Tivoli Storage Manager and Sun Cluster or How to Create a Resource That Is a Script in Sun Cluster

Searching Sun Cluster

Contents
Index

To get a script in the cluster framework, specifically in our case, one that starts and stops IBM Tivoli Storage Manager's (TSM) Distributed Service Manager (DSM) scheduler, several steps were needed.

The most critical for me was to stop following the TSM manual where it was telling me that all configurations files and all scripts for starting and stopping the TSM scheduler must be on shared storage. This simply doesn't work.
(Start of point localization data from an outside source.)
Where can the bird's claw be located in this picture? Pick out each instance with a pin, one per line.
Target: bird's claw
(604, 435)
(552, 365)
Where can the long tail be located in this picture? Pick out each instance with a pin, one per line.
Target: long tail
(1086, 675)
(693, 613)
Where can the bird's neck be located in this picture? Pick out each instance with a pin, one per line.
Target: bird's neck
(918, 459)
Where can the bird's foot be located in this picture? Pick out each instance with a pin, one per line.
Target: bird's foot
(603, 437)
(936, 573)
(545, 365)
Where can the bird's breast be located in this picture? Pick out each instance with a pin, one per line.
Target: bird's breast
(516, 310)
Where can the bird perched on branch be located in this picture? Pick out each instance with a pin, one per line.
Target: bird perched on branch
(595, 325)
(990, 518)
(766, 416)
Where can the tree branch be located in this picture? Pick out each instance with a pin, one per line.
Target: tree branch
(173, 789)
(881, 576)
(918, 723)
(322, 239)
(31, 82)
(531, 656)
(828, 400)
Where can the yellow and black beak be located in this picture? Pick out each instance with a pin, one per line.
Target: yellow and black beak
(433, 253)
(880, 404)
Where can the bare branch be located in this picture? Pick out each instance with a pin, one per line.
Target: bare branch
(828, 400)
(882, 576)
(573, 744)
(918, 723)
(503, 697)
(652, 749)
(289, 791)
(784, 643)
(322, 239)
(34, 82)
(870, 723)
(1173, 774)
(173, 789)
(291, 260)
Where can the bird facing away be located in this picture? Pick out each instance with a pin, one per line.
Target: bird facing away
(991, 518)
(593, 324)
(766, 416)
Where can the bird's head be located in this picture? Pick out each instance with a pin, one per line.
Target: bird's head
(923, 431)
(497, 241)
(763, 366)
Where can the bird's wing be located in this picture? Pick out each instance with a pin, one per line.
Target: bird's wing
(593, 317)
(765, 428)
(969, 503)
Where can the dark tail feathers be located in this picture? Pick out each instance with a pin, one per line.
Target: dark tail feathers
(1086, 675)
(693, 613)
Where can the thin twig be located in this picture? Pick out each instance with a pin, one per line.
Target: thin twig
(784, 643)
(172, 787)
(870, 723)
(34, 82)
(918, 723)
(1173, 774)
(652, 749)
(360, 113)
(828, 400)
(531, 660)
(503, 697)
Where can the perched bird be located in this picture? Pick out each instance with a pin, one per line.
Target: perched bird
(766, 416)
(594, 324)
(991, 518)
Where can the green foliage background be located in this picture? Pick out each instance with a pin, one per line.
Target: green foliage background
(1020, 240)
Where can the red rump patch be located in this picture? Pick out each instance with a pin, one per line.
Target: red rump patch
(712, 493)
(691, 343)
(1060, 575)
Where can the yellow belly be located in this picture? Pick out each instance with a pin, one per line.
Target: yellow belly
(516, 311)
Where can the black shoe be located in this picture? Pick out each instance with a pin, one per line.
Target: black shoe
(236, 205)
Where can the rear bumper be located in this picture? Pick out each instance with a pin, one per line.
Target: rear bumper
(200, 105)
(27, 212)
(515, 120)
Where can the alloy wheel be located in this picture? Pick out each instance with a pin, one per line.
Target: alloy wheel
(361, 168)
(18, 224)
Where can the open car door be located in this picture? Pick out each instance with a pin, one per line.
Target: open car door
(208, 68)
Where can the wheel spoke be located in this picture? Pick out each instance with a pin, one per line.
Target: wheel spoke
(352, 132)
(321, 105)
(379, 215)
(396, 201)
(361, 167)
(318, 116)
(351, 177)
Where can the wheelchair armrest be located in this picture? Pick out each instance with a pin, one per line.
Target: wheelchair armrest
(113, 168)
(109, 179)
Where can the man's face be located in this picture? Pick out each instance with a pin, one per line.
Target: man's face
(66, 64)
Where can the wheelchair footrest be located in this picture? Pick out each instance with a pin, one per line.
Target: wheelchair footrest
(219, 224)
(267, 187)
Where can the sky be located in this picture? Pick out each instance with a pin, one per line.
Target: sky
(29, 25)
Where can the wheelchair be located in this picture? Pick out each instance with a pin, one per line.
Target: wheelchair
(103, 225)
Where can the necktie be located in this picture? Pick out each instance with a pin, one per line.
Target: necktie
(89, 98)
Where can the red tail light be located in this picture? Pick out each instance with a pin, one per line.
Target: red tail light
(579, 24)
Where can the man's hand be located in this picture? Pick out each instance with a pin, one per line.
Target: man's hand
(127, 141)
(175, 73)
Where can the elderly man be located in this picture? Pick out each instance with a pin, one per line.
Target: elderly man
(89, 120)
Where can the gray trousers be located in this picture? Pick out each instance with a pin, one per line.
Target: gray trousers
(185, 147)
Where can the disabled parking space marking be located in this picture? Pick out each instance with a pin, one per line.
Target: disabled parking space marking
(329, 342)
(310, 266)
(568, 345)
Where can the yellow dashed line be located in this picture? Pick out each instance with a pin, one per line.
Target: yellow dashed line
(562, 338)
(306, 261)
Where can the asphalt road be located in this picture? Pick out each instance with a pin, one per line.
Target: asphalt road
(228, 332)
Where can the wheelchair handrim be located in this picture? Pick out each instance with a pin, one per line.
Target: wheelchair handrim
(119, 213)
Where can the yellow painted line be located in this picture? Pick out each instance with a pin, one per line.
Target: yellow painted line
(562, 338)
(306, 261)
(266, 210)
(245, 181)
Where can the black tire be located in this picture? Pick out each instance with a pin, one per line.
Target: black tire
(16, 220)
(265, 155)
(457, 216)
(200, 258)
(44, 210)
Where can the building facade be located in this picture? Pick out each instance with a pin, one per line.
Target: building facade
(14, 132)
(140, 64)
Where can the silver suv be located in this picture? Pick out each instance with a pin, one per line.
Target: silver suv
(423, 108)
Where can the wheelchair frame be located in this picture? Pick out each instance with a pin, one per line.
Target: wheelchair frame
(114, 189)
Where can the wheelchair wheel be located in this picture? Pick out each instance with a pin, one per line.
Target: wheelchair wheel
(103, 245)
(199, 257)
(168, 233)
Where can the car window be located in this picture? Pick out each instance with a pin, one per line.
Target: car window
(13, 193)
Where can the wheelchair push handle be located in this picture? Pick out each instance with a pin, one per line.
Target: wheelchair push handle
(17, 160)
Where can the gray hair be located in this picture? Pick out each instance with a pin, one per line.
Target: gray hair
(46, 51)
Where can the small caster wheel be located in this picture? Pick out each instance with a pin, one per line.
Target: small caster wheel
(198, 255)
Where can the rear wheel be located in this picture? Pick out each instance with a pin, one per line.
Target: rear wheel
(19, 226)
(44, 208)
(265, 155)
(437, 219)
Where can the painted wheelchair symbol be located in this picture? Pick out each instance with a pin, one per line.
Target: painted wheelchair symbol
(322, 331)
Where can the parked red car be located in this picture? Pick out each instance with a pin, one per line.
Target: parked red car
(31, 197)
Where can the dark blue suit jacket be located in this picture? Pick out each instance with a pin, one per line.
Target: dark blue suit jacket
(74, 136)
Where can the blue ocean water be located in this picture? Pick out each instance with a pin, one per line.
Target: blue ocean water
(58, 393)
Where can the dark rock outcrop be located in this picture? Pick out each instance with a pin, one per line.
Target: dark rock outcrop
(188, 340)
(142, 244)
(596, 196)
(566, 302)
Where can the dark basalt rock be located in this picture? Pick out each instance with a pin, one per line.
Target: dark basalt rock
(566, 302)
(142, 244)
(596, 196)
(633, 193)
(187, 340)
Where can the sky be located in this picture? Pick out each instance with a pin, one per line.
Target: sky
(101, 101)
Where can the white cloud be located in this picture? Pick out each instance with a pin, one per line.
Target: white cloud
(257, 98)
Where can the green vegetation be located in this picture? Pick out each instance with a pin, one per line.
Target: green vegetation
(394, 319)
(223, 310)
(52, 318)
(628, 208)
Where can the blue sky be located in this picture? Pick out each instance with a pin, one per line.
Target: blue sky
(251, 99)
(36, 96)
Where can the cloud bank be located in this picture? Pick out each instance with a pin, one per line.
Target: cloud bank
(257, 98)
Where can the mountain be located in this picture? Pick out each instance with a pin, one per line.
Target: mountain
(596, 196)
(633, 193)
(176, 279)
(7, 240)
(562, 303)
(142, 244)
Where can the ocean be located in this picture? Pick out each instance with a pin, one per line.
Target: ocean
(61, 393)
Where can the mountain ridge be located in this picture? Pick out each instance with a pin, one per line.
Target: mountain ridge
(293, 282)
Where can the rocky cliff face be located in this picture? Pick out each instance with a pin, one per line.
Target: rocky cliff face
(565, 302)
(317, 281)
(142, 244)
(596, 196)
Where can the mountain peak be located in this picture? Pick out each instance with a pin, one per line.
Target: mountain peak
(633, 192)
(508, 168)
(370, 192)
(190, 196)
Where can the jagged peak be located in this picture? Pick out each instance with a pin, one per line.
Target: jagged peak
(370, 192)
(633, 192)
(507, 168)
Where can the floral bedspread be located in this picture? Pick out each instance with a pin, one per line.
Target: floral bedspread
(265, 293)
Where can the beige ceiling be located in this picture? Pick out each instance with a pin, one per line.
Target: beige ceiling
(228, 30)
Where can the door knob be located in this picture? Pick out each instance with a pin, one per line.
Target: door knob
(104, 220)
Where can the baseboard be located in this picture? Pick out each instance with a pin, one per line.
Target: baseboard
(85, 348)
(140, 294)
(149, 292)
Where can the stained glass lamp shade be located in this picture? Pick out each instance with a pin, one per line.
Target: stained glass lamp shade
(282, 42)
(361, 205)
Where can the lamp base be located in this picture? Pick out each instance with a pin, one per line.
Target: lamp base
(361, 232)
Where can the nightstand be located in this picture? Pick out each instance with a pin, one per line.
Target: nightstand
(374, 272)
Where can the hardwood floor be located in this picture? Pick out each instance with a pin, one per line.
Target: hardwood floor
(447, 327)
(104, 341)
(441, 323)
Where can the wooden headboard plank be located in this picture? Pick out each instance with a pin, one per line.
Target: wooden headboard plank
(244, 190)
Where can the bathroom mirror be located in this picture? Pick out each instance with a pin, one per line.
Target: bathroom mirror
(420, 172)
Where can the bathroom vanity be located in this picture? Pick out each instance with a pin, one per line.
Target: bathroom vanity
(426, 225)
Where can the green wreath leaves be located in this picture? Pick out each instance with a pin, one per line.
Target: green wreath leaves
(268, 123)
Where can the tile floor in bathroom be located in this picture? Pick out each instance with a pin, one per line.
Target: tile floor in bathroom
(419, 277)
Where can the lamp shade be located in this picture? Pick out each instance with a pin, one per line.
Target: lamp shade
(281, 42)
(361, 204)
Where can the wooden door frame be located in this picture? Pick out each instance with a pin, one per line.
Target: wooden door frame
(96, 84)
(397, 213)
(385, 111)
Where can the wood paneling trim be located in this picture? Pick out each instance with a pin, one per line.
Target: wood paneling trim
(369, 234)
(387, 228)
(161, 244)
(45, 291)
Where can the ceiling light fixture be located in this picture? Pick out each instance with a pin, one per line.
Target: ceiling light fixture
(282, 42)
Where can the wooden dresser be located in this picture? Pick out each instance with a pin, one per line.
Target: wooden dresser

The dsm.opt file for each TSM node (note that a TSM node is different to, and not a cluster node!) can and generally should be on shared storage, mainly for consistency. The scripts for starting, stopping and probing the TSM services, however, need to be local and present on every node at all times. This availability of the scripts is what the cluster framework needs in order to add the resource into the cluster. If the script wasn't available on all nodes when I tried to create the resource, cluster spat the dummy.

After setting up the scripts and manually testing the TSM client to make sure the configuration was correct on all nodes, it was possible to add a new resource to the cluster of type SUNW.gds - a general data service. To add the scripts as a GDS resource into the cluster, the following command does the job:

clresource create -g www-rg -t SUNW.gds \
-p Start_command="/etc/init.d/dsm.scheduler.cluster.sh /zones/webdata/tsm/dsm.opt start" \
-p Probe_command="/etc/init.d/dsm.scheduler.cluster.sh webdata probe" \
-p Stop_command="/etc/init.d/dsm.scheduler.cluster.sh webdata stop" \
-p Network_aware=false webdata-backup-rs

So in this example, the script /etc/init.d/dsm.scheduler.cluster.sh is located on local storage on all nodes and is identical across all nodes. The script is shown below. The file /zones/webdata/tsm/dsm.opt is located on shared storage and switches between nodes in the event of a failover. When the resource group starts on a different node, the script is run and the resource comes online. Curiously, the dsmcad daemon process
doesn't need to be killed in the event of a failover. The cluster framework seems to take care of this, killing the process and allowing a clean failover. Also, making the resource not network aware removed the need for a logical host name for the resource group.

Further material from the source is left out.